Our daughter, 29, is trying to decide whether to give her ex-boyfriend another chance. After a two year relationship, he cheated on her with his ex-girlfriend. He said he had to find out if his ex was the one. A year later his ex cheated on him, and he went back to our daughter and asked for a second chance.

Our daughter was devastated by his infidelity. It was heartbreaking. We sent her to counseling for months. We are distraught about her giving this man a second chance. In her loneliness she is caught in the myth of getting older and doubting there will ever be someone else.

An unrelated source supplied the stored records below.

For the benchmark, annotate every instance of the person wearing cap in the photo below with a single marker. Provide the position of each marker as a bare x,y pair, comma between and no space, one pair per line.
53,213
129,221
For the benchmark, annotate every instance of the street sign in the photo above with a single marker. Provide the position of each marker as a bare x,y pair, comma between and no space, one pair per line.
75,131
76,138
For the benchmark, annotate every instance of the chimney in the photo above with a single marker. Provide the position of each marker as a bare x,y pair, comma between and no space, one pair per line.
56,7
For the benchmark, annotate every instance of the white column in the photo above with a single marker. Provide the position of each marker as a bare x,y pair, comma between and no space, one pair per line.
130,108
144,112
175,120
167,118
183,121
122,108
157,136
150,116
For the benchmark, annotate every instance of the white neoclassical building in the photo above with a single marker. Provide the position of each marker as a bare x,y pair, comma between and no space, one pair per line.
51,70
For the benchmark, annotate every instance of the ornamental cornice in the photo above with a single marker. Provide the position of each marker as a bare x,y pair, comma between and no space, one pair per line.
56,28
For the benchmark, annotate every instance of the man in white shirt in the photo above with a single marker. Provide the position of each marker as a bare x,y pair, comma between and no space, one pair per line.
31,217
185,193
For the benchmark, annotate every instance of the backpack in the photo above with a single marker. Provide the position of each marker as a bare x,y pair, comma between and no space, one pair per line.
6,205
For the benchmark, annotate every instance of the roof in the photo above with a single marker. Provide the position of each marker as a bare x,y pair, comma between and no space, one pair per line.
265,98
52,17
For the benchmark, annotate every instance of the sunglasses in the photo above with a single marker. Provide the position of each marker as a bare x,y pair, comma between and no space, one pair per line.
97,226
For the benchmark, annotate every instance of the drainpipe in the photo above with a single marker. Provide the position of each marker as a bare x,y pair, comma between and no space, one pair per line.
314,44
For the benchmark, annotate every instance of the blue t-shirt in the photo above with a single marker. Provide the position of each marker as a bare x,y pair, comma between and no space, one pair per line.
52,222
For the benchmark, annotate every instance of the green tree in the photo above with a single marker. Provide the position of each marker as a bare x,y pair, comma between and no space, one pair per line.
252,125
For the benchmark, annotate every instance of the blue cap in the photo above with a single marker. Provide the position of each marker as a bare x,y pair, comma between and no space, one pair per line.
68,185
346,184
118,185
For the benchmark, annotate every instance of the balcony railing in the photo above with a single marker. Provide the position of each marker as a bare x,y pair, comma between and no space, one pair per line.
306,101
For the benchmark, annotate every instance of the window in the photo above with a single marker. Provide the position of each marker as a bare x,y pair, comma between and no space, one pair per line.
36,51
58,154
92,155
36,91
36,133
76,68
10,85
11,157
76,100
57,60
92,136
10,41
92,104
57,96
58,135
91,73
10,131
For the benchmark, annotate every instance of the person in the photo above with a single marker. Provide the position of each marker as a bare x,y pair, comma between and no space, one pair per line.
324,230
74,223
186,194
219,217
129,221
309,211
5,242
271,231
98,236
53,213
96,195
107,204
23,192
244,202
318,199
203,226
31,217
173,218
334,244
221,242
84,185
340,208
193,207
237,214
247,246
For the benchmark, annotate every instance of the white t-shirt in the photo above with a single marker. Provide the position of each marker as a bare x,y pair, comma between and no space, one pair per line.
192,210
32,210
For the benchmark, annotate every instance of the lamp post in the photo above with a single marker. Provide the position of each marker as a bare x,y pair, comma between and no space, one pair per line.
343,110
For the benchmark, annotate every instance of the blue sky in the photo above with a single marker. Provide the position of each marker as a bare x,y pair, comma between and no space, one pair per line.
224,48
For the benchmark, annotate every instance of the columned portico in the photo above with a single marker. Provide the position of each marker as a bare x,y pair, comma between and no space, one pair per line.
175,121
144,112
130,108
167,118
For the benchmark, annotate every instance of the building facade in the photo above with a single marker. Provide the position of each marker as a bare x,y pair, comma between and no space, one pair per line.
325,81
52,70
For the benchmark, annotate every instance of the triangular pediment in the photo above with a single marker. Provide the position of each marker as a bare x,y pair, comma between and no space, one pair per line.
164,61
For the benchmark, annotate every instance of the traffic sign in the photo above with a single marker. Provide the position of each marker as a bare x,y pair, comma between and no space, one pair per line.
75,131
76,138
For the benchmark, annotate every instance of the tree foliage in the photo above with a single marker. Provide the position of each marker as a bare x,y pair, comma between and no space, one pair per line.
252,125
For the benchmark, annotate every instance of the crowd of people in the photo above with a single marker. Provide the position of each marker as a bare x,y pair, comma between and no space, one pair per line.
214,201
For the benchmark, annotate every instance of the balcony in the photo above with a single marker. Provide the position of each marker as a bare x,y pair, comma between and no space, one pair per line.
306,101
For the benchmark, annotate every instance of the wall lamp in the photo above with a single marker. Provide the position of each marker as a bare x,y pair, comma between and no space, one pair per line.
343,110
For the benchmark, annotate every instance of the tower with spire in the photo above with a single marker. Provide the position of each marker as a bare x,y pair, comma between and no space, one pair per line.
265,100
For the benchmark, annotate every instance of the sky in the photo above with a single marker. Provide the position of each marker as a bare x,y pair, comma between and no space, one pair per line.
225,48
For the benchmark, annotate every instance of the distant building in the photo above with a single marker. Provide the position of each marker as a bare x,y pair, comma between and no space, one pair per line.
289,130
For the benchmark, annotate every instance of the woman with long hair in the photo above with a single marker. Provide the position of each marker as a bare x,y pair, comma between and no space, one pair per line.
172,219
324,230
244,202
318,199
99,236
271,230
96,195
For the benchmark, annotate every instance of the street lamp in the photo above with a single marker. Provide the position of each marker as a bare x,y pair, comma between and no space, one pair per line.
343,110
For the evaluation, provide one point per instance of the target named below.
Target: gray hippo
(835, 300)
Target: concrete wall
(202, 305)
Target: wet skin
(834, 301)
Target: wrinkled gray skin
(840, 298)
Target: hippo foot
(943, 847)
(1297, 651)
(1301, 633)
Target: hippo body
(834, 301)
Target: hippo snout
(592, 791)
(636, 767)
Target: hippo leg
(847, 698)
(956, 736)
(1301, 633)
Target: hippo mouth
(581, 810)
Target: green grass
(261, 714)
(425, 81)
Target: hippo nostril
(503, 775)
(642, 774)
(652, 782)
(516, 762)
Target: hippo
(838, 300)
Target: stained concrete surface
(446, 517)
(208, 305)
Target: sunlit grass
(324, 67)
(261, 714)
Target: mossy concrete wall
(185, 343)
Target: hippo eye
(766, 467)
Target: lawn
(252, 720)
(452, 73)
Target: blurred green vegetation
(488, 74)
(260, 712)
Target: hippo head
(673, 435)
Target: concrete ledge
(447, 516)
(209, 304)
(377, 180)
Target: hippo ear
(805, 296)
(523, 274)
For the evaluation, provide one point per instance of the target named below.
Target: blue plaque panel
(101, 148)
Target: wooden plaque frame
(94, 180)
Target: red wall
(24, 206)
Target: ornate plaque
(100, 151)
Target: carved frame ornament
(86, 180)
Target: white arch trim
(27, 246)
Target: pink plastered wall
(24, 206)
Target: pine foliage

Our daughter's friends agree he is not her equal in education, manners, or maturity, though he is good-looking. She says she forgave him, but she admits trust is the issue. She tells us, "I have tried, but no one else even looks at me twice."

She knows we distrust him. The timing of his return is mostly a reaction to his ex-girlfriend doing to him what he did to our daughter. She wants to recover what was, but we believe it cannot be. We don't want to control her future, but the old saying "once a cheater always a cheater" rings in our minds.

Tom & Kate

Tom & Kate, your daughter might be willing to break off with this man if you could give her the exact date and time the right man will show up. But since you cannot give her that, she won't believe it can happen.

Often when a woman clings to an inappropriate man, there is one thing about the man which is a peg she can hang her hat on. Most commonly that peg is physical attractiveness. Your daughter pictures herself entering a room on his arm. That allows her to ignore his cheating, though it also makes him attractive to other women.

Your letter tells us how much you love your daughter. All you can do is be there for her. Whatever rational reasons you give her for ending the relationship will go unheeded because her irrational fear is telling her it is him or no one. Faced with a life alone, with no other man ever, she clings to a man who cheated on her and feeds her low self-esteem.

Wayne & Tamara

No Prize

I had a five month relationship with a gentleman and thought we were oddly made for each other. He would call me every morning and sing to me over the phone while I walked the dog. When he took me out to dinner, he brought me small plants or flowers.

Last Saturday while in my bathroom he got a call from someone, obviously a woman by the tone in his voice. He tells her he is washing his hands and will call her back when he is free, meaning when he is out of my house. The lie falls from his lips so easily I am shocked. He comes out of the bathroom and grabs my hand to walk him to his car. As we leave the house, I say, "Don't forget to call her back." He says, "Oh, that was just some real estate lady."

He kisses me like he's my uncle. When I ask why the perfunctory kiss, he says he doesn't know. Did I not read the signs correctly? I haven't heard from him since.

Faith

Faith, maybe you missed the early signs, but calling the relationship "oddly" right suggests you sensed something was amiss. The blitzkrieg pursuit may have felt like he was trying to accomplish something rather than express something which came naturally.

Trusting your natural instincts led you to confront him. He disappeared. You hit the nail on the head. Many women would have let that go by, hoping to win him like a Kewpie doll. You knew better.